Jean Swanson-Jacobs
Jean Swanson-Jacobs, formerly known as Jean Benjamin, was a South African politician who served as Deputy Minister of Social Development from April 2004 until May 2009. She represented the African National Congress in the National Assembly from 1997 to 2009. A social scientist by profession, she was formerly an anti-apartheid activist in Cape Town.
Early life and career
Swanson-Jacobs was born on 24 November 1955 and grew up in Bellville-South outside Cape Town in the former Cape Province. After matriculating from Immaculata High School in Cape Town, she attended the University of the Western Cape, but she was expelled in 1973 for her political activities in the anti-apartheid youth movement. She subsequently went into exile in London to avoid being coerced to turn state's witness in the trial of the SASO Nine. She earned a bachelor's degree there in 1980 and returned to the Cape the same year.She resumed her studies, completing a master's degree at the University of Cape Town in 1984. By the mid-1980s, she was a lecturer in social psychology at UWC, where she pursued a doctorate in same subject. She became the inaugural chairperson of UWC's Association of Democratic Educators and was also active in the UWC Action Committee, as well as in broader civil society groups including the United Women's Congress and Federation of South African Women. When the ANC was unbanned by the apartheid government in 1990, she served on the executive of her local ANC branch in Belville.

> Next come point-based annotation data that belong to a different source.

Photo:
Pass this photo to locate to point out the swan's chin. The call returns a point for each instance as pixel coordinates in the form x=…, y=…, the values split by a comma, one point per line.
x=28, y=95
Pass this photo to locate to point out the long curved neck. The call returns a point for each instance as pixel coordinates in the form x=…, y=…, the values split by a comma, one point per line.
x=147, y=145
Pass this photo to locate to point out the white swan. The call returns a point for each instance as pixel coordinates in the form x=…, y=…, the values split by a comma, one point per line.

Over the next few years, she rose in the ANC ranks, joining the party's Provincial Executive Committee in the Western Cape. She also served on ANC committees for the development of post-apartheid language and cultural policy. She continued to lecture at UWC and completed her doctorate, with a thesis about language use in the Western Cape, in 1994. She was the first black woman to complete a doctorate at UWC's social psychology department.